After earning degrees from Zhejiang University, Stony Brook University, and the Massachusetts Institute of Technology, Chen joined the Penn State faculty in 1992. His research interests include computational materials science, phase transformations, ferroelectric and multiferroic materials, additive manufacturing, energy materials, and quantum materials. He has served as founding editor-in-chief of npj Computational Materials, a journal published by Nature Portfolio.

Chen was elected to the United States National Academy of Engineering in 2025 for "making the phase-field method the most powerful tool for predicting the mesoscopic microstructure and properties of engineering materials". He is also a Foreign Member of Academia Europaea and a recipient of a Guggenheim Fellowship. He has been recognized as a Clarivate Highly Cited Researcher and is a Fellow of several scientific societies, including the Materials Research Society, The Minerals, Metals & Materials Society, the American Physical Society, the American Association for the Advancement of Science, ASM International, and the American Ceramic Society.

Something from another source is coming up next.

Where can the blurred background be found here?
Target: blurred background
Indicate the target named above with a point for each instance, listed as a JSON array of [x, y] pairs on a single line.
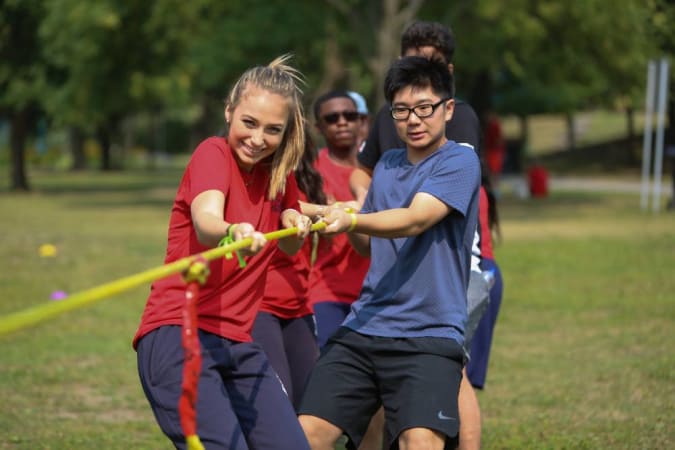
[[112, 84]]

== Early life and education ==
Chen received a Bachelor of Science degree in Materials Science and Engineering from Zhejiang University in 1982. He subsequently earned a Master of Science degree in Materials Science and Engineering from the State University of New York at Stony Brook in 1985 and a Ph.D. in Materials Science and Engineering from the Massachusetts Institute of Technology in 1990.

Following completion of his doctoral studies, Chen conducted postdoctoral research with materials scientist Armen G. Khachaturyan at Rutgers University before joining the faculty of Pennsylvania State University in 1992.

== Career and research ==
Chen joined the Pennsylvania State University faculty as an assistant professor in 1992, became an associate professor in 1998, and was promoted to professor in 2002. He was later appointed Donald W. Hamer Professor of Materials Science and Engineering and Evan Pugh University Professor.

His research focuses on computational materials science and the thermodynamics and kinetics of materials. He is particularly associated with the development and application of phase-field methods for modeling microstructure evolution, phase transformations, ferroic domain structures, and mesoscale phenomena in engineering materials. His work has addressed metallic alloys, ferroelectric and multiferroic materials, energy materials, additive manufacturing, and quantum materials.

Chen has also served as founding editor-in-chief of npj Computational Materials and has directed the U.S. Department of Energy Center for Computational Mesoscale Materials Science (COMMS).

== Honors and awards ==
Chen was elected to the United States National Academy of Engineering in 2025. The academy cited his contributions to advancing the phase-field method as a predictive tool for engineering materials.

In 2023, he was elected a Foreign Member of Academia Europaea for "pioneering contributions to the development and applications of phase-field method to understanding and predicting materials microstructure and property evolution".

He received a Guggenheim Fellowship in Engineering in 2005. His other honors include the Materials Research Society Materials Theory Award, the Humboldt Research Award, the TMS John Bardeen Award, the TMS Cyril Stanley Smith Award, the TMS William Hume-Rothery Award, the ASM International Silver Medal, and the IEEE Ferroelectrics Recognition Award.

Chen has been recognized as a Clarivate Highly Cited Researcher in materials science and related fields.

== Professional memberships ==
Chen is a Fellow of the Materials Research Society (MRS), The Minerals, Metals & Materials Society (TMS), the American Physical Society (APS), the American Association for the Advancement of Science (AAAS), ASM International, and the American Ceramic Society (ACerS).